New reality for Woolstencroft

ALLISON KORN, QMI Agency

, Last Updated: 10:09 PM ET

TORONTO - Canada is getting to know golden girl skier Lauren Woolstencroft and it’s about time. In the seven weeks since the Vancouver Paralympics, the 28-year-old engineer has been adjusting to a new level of fame and attention, from dropping the puck at NHL games, making TV appearances and getting recognized on the streets of Vancouver.

“I don’t know if I’d call it fame by any means,” Woolstencroft giggled. “Obviously, just being a home Games, we got so much more coverage than we ever have in the past, typically. I think everyone experienced a lot more attention than we expected, but it’s awesome, it’s what we’ve been hoping for.”

Woolstencroft’s new notoriety is not NHL level, sure, nor anything like Terry Fox. But perhaps it should be. Consider that her five gold para-alpine medals in Vancouver made her most decorated female athlete of all time at a single Paralympic Winter Games.

Woolstencroft also tied swimmer Stephanie Dixon and athletics star Chantal Petitclerc as the only three Canadian women to earn five gold medals in a single Paralympics, winter or summer.

But alas, her charmed post-Vancouver life took a bit of a reality hit this week as Woolstencroft went back to her full-time job in Vancouver at BC Hydro, after an eight-month leave of absence.

“Definitely a bit of a shock to the system,” she said. “It’s good. Everyone was really happy for me to be back, so far it has just been a medal show and tell.”

A veteran of the national team, Woolstencroft also competed in the 2006 and 2002 Games, winning a total of five medals, and came home to the usual athlete visits to Parliament and requests for public speaking, but not much fanfare. It was different this time.

“I have to say, dropping the puck at the Canucks game, that was an amazing experience,” said the resident of North Vancouver. “Seeing all those hockey players that I usually cheer for on television was definitely unreal, especially having (Canucks goalie Roberto) Luongo standing right in front of me.

“The most unusual experience that I have had since the end of the Games has been that people I don’t even know actually recognize me on the streets, at the grocery stores and in restaurants. It’s quite shocking.”

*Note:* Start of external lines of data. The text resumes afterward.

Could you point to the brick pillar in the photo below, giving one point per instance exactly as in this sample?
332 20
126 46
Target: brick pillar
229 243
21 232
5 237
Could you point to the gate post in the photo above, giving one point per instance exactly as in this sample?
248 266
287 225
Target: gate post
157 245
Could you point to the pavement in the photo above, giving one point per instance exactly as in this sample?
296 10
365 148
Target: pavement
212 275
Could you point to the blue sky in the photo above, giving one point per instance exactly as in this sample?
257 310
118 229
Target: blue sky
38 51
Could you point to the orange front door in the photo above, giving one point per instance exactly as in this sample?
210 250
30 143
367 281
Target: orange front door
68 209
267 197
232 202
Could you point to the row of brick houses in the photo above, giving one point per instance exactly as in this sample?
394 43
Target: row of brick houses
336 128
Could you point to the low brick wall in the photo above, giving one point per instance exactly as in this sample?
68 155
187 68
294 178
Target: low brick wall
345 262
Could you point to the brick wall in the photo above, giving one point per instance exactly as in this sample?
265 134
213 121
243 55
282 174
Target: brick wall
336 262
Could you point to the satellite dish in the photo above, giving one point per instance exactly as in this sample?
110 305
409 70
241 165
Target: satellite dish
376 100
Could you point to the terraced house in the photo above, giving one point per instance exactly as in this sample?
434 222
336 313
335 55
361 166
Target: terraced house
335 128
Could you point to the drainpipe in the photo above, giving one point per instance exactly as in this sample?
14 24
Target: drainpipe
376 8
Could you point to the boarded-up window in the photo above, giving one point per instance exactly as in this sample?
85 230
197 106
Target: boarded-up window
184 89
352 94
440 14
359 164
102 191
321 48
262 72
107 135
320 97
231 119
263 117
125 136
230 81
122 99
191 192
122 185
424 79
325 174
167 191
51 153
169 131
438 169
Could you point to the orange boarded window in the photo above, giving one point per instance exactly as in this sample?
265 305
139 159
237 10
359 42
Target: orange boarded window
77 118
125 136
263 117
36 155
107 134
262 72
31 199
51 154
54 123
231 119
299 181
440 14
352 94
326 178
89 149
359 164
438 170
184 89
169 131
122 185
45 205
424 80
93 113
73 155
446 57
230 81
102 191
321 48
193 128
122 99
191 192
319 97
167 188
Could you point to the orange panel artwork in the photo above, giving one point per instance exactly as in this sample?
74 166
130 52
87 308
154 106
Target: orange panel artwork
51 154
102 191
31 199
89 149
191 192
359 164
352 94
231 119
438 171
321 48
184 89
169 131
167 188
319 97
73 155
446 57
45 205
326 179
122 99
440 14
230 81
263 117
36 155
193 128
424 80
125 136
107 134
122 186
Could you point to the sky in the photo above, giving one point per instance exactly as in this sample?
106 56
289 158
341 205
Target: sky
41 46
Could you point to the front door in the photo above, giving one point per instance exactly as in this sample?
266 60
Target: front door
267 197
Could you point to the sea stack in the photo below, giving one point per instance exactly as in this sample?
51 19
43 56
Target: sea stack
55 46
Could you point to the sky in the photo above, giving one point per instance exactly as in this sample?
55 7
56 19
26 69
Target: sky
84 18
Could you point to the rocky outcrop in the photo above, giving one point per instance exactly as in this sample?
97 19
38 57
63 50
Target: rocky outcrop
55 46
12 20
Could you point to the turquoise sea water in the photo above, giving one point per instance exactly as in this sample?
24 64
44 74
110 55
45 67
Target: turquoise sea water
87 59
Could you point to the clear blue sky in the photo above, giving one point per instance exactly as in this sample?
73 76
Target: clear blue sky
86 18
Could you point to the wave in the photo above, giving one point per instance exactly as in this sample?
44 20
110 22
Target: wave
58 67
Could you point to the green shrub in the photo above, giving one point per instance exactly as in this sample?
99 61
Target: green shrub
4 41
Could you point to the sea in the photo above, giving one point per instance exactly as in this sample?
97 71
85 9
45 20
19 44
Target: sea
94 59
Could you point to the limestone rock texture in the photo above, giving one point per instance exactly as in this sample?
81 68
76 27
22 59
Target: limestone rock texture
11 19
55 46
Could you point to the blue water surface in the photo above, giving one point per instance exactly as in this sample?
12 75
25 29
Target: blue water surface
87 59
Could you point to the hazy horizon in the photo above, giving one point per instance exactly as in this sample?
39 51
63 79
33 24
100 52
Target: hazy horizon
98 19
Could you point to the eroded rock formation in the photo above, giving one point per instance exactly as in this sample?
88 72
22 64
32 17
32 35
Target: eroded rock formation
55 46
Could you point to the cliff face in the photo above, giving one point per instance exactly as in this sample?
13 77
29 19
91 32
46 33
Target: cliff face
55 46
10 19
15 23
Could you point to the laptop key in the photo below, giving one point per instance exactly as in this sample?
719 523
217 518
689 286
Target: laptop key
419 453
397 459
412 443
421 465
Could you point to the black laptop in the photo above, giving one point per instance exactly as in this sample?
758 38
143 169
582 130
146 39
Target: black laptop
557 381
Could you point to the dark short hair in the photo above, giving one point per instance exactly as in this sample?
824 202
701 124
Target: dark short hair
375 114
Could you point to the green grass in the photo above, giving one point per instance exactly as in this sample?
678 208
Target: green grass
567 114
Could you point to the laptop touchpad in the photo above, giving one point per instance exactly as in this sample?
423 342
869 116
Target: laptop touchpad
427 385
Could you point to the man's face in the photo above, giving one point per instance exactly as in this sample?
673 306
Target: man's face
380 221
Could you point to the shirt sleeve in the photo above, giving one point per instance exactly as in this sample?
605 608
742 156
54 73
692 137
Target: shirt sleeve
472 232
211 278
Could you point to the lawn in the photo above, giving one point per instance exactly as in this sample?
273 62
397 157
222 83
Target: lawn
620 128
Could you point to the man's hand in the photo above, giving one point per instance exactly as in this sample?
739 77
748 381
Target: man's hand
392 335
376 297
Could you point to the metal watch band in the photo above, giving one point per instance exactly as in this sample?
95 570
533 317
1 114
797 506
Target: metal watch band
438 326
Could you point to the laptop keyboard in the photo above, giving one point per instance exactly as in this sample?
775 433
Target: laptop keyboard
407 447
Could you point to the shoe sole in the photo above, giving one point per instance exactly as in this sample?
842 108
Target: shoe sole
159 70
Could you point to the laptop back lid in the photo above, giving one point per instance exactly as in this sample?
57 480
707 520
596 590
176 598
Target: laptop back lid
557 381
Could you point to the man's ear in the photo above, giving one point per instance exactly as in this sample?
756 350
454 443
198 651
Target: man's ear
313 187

Born without legs below the knee and no left arm below the elbow, Woolstencroft started skiing at age 4. Her dad’s passion for skiing was infectious and the sport became her focus. But she hasn’t always been dominant on the slopes.

“At the world cups earlier this year, I lost lots of races or won a race or two by smaller margins,” Woolstencroft said. “I was nervous for the Games but in retrospect it got my mind in order, pushed me to train my hardest in February and know there was nothing more I could do.”

Now focusing on her career, Woolstoncroft is not sure whether she’ll continue skiing until the 2014 Games in Russia. And as for being famous?

“It’s certainly not my goal,” she laughed. “But I’m not going to say no, if it happens. My biggest thing is just getting the word out about Paralympics so people understand what it is and try to get people involved in sport.”